‘Sin City: A Dame To Kill For’ Got Made Thanks To Some Pretty Shady Deals

You probably aren’t familiar with the company Prime Focus World. They’re a visual effects house, and they did the majority of the visuals for Sin City: A Dame To Kill For. So they’ve got a lot riding on the movie… a lot more than they realistically should.

Variety has a long, interesting read about Prime Focus and how basically it’s been repeatedly screwed by Hollywood. Their first job was the infamously bad 3D transfer of Clash of The Titans, for example.

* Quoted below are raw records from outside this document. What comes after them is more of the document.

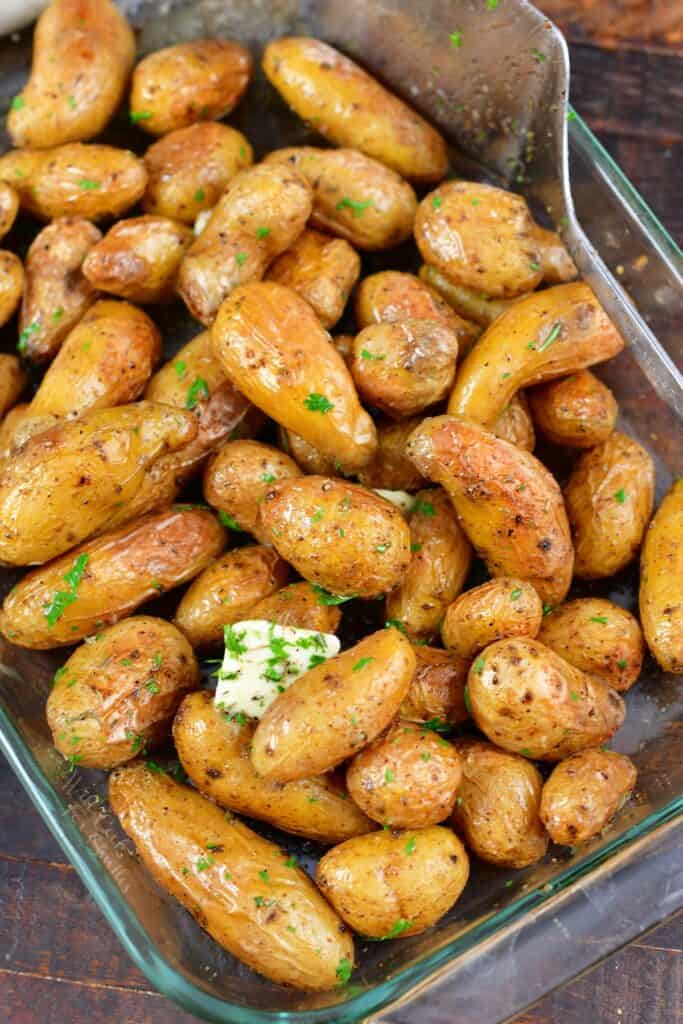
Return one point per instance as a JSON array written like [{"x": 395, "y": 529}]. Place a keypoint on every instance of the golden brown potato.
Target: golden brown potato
[
  {"x": 598, "y": 637},
  {"x": 189, "y": 169},
  {"x": 339, "y": 536},
  {"x": 439, "y": 562},
  {"x": 508, "y": 504},
  {"x": 353, "y": 197},
  {"x": 584, "y": 793},
  {"x": 272, "y": 347},
  {"x": 117, "y": 696},
  {"x": 83, "y": 52},
  {"x": 200, "y": 80},
  {"x": 348, "y": 107},
  {"x": 259, "y": 215},
  {"x": 226, "y": 591},
  {"x": 546, "y": 335},
  {"x": 322, "y": 269},
  {"x": 335, "y": 709},
  {"x": 214, "y": 751},
  {"x": 109, "y": 578},
  {"x": 387, "y": 884},
  {"x": 56, "y": 294},
  {"x": 527, "y": 699},
  {"x": 77, "y": 180},
  {"x": 243, "y": 890},
  {"x": 498, "y": 805},
  {"x": 609, "y": 499},
  {"x": 503, "y": 607}
]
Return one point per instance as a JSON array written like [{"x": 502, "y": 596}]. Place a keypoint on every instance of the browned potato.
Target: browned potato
[
  {"x": 439, "y": 562},
  {"x": 214, "y": 751},
  {"x": 498, "y": 805},
  {"x": 109, "y": 578},
  {"x": 339, "y": 536},
  {"x": 83, "y": 52},
  {"x": 350, "y": 108},
  {"x": 609, "y": 499},
  {"x": 508, "y": 504},
  {"x": 529, "y": 700},
  {"x": 272, "y": 347},
  {"x": 216, "y": 867},
  {"x": 139, "y": 258},
  {"x": 56, "y": 294},
  {"x": 77, "y": 180},
  {"x": 584, "y": 793},
  {"x": 390, "y": 884},
  {"x": 189, "y": 169},
  {"x": 200, "y": 80},
  {"x": 238, "y": 477},
  {"x": 335, "y": 709},
  {"x": 353, "y": 196},
  {"x": 662, "y": 582},
  {"x": 259, "y": 215},
  {"x": 226, "y": 591},
  {"x": 323, "y": 270},
  {"x": 116, "y": 696},
  {"x": 503, "y": 607}
]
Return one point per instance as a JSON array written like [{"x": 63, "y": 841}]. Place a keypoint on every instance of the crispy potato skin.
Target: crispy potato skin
[
  {"x": 440, "y": 559},
  {"x": 226, "y": 591},
  {"x": 609, "y": 498},
  {"x": 214, "y": 752},
  {"x": 350, "y": 108},
  {"x": 545, "y": 335},
  {"x": 529, "y": 700},
  {"x": 172, "y": 825},
  {"x": 498, "y": 806},
  {"x": 119, "y": 694},
  {"x": 503, "y": 607},
  {"x": 584, "y": 793},
  {"x": 83, "y": 52},
  {"x": 334, "y": 709},
  {"x": 508, "y": 504},
  {"x": 337, "y": 535},
  {"x": 271, "y": 345},
  {"x": 662, "y": 582},
  {"x": 125, "y": 568},
  {"x": 374, "y": 885}
]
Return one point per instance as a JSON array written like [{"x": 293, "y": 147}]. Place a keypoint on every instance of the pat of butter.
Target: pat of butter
[{"x": 262, "y": 658}]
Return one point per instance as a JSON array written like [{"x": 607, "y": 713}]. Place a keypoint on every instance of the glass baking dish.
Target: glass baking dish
[{"x": 513, "y": 935}]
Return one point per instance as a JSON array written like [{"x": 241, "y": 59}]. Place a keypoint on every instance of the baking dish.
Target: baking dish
[{"x": 465, "y": 960}]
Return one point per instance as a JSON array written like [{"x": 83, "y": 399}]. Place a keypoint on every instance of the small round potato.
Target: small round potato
[
  {"x": 584, "y": 793},
  {"x": 116, "y": 696},
  {"x": 502, "y": 607},
  {"x": 387, "y": 885}
]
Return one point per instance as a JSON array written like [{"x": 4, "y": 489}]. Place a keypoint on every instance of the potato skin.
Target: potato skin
[
  {"x": 334, "y": 709},
  {"x": 609, "y": 498},
  {"x": 584, "y": 793},
  {"x": 502, "y": 607},
  {"x": 119, "y": 694},
  {"x": 273, "y": 348},
  {"x": 529, "y": 700},
  {"x": 508, "y": 504},
  {"x": 498, "y": 805},
  {"x": 350, "y": 108},
  {"x": 226, "y": 591},
  {"x": 379, "y": 890},
  {"x": 174, "y": 827},
  {"x": 662, "y": 582},
  {"x": 125, "y": 568},
  {"x": 83, "y": 52}
]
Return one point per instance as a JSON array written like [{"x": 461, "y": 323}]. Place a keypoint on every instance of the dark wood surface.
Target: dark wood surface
[{"x": 59, "y": 963}]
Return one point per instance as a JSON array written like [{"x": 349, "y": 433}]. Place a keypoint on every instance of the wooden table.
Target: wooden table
[{"x": 59, "y": 963}]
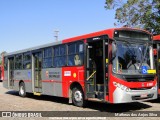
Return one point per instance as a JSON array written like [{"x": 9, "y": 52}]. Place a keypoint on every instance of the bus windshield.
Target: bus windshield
[{"x": 133, "y": 58}]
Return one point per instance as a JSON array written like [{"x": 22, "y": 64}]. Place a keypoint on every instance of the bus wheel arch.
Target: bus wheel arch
[
  {"x": 76, "y": 95},
  {"x": 22, "y": 89}
]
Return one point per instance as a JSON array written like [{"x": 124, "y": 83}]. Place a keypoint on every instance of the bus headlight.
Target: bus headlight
[{"x": 122, "y": 87}]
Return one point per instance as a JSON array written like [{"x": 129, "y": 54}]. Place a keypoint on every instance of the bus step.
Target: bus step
[
  {"x": 37, "y": 93},
  {"x": 90, "y": 94}
]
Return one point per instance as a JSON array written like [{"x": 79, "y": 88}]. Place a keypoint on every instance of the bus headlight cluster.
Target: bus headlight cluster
[{"x": 122, "y": 87}]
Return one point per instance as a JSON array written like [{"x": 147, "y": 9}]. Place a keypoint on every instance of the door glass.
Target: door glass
[{"x": 38, "y": 69}]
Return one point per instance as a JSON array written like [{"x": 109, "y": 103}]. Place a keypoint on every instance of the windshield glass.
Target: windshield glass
[{"x": 133, "y": 58}]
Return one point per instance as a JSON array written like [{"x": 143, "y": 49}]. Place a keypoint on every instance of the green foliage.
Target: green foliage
[{"x": 143, "y": 14}]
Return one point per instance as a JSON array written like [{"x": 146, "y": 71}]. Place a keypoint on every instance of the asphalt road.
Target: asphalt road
[{"x": 11, "y": 101}]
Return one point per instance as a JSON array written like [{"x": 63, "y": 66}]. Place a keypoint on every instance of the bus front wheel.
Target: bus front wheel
[
  {"x": 22, "y": 91},
  {"x": 78, "y": 97}
]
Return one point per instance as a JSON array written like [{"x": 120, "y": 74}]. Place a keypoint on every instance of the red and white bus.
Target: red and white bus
[
  {"x": 156, "y": 49},
  {"x": 114, "y": 65},
  {"x": 2, "y": 70}
]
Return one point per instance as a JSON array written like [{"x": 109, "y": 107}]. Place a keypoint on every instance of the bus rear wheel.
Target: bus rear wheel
[
  {"x": 22, "y": 90},
  {"x": 78, "y": 97}
]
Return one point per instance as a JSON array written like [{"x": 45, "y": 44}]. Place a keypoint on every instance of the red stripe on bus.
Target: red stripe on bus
[
  {"x": 57, "y": 81},
  {"x": 23, "y": 80}
]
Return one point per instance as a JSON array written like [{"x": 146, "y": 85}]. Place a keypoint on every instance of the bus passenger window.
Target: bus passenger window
[{"x": 75, "y": 54}]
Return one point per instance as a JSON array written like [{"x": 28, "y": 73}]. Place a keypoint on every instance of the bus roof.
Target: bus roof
[
  {"x": 156, "y": 37},
  {"x": 109, "y": 32}
]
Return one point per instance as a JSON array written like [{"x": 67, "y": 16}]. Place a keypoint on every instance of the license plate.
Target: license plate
[{"x": 144, "y": 95}]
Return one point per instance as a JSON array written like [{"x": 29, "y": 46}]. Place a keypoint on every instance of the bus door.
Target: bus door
[
  {"x": 10, "y": 72},
  {"x": 158, "y": 65},
  {"x": 37, "y": 71},
  {"x": 97, "y": 67}
]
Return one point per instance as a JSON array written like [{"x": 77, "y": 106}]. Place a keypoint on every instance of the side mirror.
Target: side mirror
[{"x": 114, "y": 50}]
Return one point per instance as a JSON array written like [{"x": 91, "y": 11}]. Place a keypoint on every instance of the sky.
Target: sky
[{"x": 29, "y": 23}]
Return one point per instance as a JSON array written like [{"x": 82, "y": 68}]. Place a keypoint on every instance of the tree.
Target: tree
[{"x": 143, "y": 14}]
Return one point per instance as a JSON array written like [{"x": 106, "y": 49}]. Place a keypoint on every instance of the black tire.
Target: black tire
[
  {"x": 78, "y": 97},
  {"x": 22, "y": 90}
]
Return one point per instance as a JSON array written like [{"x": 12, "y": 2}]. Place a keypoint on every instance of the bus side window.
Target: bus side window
[
  {"x": 75, "y": 54},
  {"x": 27, "y": 61}
]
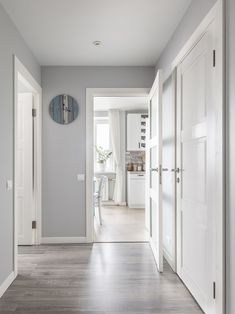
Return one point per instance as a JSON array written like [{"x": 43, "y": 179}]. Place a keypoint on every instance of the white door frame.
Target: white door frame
[
  {"x": 20, "y": 70},
  {"x": 90, "y": 94},
  {"x": 216, "y": 14}
]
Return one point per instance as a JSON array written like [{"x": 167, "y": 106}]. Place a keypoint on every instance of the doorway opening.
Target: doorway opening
[
  {"x": 120, "y": 126},
  {"x": 27, "y": 159}
]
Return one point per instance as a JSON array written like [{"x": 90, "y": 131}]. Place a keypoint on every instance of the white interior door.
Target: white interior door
[
  {"x": 196, "y": 153},
  {"x": 24, "y": 168},
  {"x": 154, "y": 175}
]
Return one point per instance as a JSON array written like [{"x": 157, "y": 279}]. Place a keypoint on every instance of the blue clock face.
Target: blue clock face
[{"x": 63, "y": 109}]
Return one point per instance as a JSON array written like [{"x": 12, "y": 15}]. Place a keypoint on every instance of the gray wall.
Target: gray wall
[
  {"x": 11, "y": 43},
  {"x": 192, "y": 18},
  {"x": 230, "y": 18},
  {"x": 64, "y": 146}
]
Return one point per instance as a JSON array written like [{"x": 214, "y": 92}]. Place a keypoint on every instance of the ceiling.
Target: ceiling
[
  {"x": 122, "y": 103},
  {"x": 61, "y": 32}
]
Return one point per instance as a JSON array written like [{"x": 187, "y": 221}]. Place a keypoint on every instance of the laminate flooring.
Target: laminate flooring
[
  {"x": 101, "y": 278},
  {"x": 121, "y": 224}
]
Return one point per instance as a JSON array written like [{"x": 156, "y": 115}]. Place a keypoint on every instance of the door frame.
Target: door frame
[
  {"x": 20, "y": 69},
  {"x": 216, "y": 14},
  {"x": 90, "y": 94}
]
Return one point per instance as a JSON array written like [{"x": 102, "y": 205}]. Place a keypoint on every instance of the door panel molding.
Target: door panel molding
[{"x": 198, "y": 133}]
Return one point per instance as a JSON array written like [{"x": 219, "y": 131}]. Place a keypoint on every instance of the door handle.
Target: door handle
[
  {"x": 154, "y": 169},
  {"x": 177, "y": 170}
]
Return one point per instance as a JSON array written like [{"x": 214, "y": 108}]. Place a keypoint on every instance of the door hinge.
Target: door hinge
[
  {"x": 214, "y": 290},
  {"x": 160, "y": 174},
  {"x": 34, "y": 112},
  {"x": 34, "y": 224},
  {"x": 214, "y": 58}
]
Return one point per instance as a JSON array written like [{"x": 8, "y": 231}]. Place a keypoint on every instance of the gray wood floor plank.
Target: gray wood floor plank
[{"x": 101, "y": 278}]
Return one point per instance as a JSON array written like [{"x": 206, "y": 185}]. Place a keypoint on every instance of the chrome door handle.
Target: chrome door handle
[
  {"x": 177, "y": 170},
  {"x": 154, "y": 169}
]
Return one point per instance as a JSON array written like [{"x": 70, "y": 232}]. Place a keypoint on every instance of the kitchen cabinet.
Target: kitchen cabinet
[
  {"x": 136, "y": 131},
  {"x": 136, "y": 189}
]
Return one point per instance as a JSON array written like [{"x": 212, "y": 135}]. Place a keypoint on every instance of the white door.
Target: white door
[
  {"x": 196, "y": 153},
  {"x": 24, "y": 168},
  {"x": 154, "y": 169}
]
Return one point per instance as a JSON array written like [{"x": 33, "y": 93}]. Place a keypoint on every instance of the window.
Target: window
[{"x": 102, "y": 139}]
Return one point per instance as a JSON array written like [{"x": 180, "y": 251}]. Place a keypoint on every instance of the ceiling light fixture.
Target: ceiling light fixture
[{"x": 97, "y": 43}]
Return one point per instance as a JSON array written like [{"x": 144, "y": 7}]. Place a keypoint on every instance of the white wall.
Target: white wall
[
  {"x": 63, "y": 197},
  {"x": 230, "y": 19},
  {"x": 192, "y": 18},
  {"x": 11, "y": 43}
]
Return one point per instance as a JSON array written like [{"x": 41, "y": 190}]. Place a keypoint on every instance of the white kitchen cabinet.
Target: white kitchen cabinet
[
  {"x": 136, "y": 131},
  {"x": 136, "y": 189}
]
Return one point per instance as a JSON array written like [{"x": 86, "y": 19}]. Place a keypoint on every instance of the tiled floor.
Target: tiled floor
[{"x": 121, "y": 224}]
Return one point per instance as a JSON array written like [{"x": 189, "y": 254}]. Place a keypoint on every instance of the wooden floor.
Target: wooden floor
[
  {"x": 121, "y": 224},
  {"x": 103, "y": 278}
]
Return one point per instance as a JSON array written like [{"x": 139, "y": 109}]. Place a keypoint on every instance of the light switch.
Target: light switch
[
  {"x": 81, "y": 177},
  {"x": 9, "y": 185}
]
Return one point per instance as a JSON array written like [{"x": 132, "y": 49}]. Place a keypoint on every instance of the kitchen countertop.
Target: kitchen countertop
[{"x": 142, "y": 172}]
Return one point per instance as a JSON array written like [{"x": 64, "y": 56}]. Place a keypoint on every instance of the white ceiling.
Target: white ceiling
[
  {"x": 61, "y": 32},
  {"x": 122, "y": 103}
]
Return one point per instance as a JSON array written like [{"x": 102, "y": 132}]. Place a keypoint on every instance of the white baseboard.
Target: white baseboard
[
  {"x": 169, "y": 259},
  {"x": 6, "y": 283},
  {"x": 64, "y": 240}
]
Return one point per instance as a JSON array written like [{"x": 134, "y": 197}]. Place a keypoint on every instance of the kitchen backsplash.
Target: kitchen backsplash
[{"x": 135, "y": 157}]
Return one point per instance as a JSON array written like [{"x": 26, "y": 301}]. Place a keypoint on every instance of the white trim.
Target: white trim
[
  {"x": 196, "y": 36},
  {"x": 63, "y": 240},
  {"x": 169, "y": 258},
  {"x": 90, "y": 94},
  {"x": 216, "y": 14},
  {"x": 19, "y": 68},
  {"x": 6, "y": 283}
]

But what pops out pretty early on is just how shady Sin City: A Dame To Kill For seems to be as an enterprise:

After shooting was done, though, the footage languished for almost a year. “Because it was independently financed this time, the challenge was finding a company that could come in as a financial partner,” Rodriguez explains. “In other words, give us f/x work as equity. Not many companies will do that.”

Uh, yeah, they won’t because VFX work is expensive and you essentially want it for free, up front, with no guarantee of return. Furthermore, as Variety itself notes, deals like that are what shut down effects houses like Digital Domain and Rhythm and Hues. Rodriguez is not a stupid person and would be well aware of this, especially since he owns his own effects house.

It’s a little odd, as well, since Rodriguez clearly presold the movie to multiple territories to raise funding. With that strategy, usually you take the money from the presale, use it to pay for the movie, and then make money on the back end. Furthermore, most film funding companies, when they give you money, want proof you can actually deliver what you’re promising.

So Rodriguez, to make this movie, had to have already proven he could finish it before he had the cash to shoot a frame of it. And yet, he was basically winging it on the visual effects, and remember: Those are the movie, here. There’s even fewer sets and props this time around. Which raises the question of what would have happened if Rodriguez couldn’t have secured an equity deal from a studio desperate enough to take it.